Explorez les approches courantes pour gérer l'insoumission des adolescents en mettant l'accent sur la communication, l'autonomie et le respect mutuel.

  1. Comprendre le passage vers l'autonomie. Les psychologues du développement notent souvent que l'insoumission à l'adolescence est fréquemment le sous-produit du besoin d'un adolescent d'établir sa propre identité et son autonomie. Lorsque les parents considèrent ce comportement comme une étape de développement plutôt qu'un défaut de caractère, la température émotionnelle du foyer s'apaise souvent. Certains parents constatent qu'en reconnaissant le besoin de contrôle de l'adolescent — en offrant des choix dans le cadre de limites — on peut réduire considérablement les frictions. Par exemple, au lieu d'imposer exactement comment une corvée doit être effectuée, un parent pourrait fournir l'attente et la date limite, permettant à l'adolescent de décider de la méthode et du moment. Cette approche reconnaît sa maturité émergente tout en maintenant la structure nécessaire pour un foyer fonctionnel.
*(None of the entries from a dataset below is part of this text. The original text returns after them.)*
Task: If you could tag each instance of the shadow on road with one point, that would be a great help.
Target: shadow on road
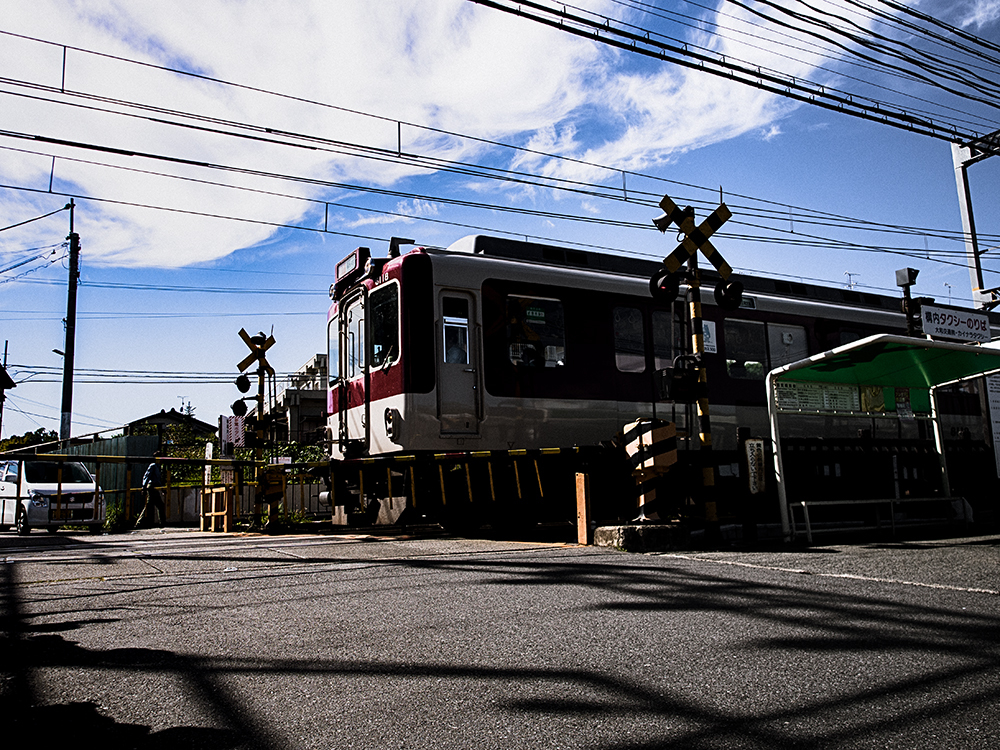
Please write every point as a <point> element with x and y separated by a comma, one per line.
<point>826,622</point>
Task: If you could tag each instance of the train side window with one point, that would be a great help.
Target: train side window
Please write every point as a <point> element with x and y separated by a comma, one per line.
<point>630,341</point>
<point>746,350</point>
<point>786,343</point>
<point>663,337</point>
<point>455,311</point>
<point>333,351</point>
<point>536,331</point>
<point>384,305</point>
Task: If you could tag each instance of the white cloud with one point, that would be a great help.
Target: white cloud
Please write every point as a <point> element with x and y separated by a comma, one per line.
<point>980,13</point>
<point>446,63</point>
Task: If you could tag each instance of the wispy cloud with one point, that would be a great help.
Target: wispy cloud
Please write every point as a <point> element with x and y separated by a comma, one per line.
<point>448,64</point>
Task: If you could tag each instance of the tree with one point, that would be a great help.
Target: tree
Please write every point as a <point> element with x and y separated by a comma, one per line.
<point>39,436</point>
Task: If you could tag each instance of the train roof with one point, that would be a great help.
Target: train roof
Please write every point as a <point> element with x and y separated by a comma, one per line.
<point>551,255</point>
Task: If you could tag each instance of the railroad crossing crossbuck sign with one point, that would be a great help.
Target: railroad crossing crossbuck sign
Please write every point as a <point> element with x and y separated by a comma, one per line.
<point>665,283</point>
<point>258,345</point>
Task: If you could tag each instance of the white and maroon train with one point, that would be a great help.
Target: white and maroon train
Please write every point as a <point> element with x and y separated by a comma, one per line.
<point>500,345</point>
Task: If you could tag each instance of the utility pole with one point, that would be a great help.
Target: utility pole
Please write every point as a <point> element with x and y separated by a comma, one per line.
<point>5,383</point>
<point>963,156</point>
<point>70,348</point>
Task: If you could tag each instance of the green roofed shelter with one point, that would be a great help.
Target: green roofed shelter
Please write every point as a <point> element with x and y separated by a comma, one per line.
<point>831,383</point>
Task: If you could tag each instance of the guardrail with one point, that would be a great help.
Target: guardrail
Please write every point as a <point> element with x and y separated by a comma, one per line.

  2. Approches de communication et de conflit. De nombreux professionnels recommandent la méthode « pause et réflexion » lorsque l'insoumission survient. Au lieu de s'engager dans une lutte de pouvoir immédiate, les parents qui attendent que les émotions se soient apaisées pour discuter du problème rapportent souvent des résultats plus productifs. Cela permet aux deux parties d'entrer dans la conversation avec une perspective plus claire. Une autre approche courante est la résolution collaborative de problèmes. Cela implique de s'asseoir avec l'adolescent pour identifier la source de la résistance. En posant des questions comme « Qu'est-ce qui rend cette tâche difficile pour toi ? » ou « Comment pouvons-nous résoudre cela d'une manière qui respecte nos deux besoins ? », les parents passent du rôle d'« exécuteur » à celui de partenaire dans la solution.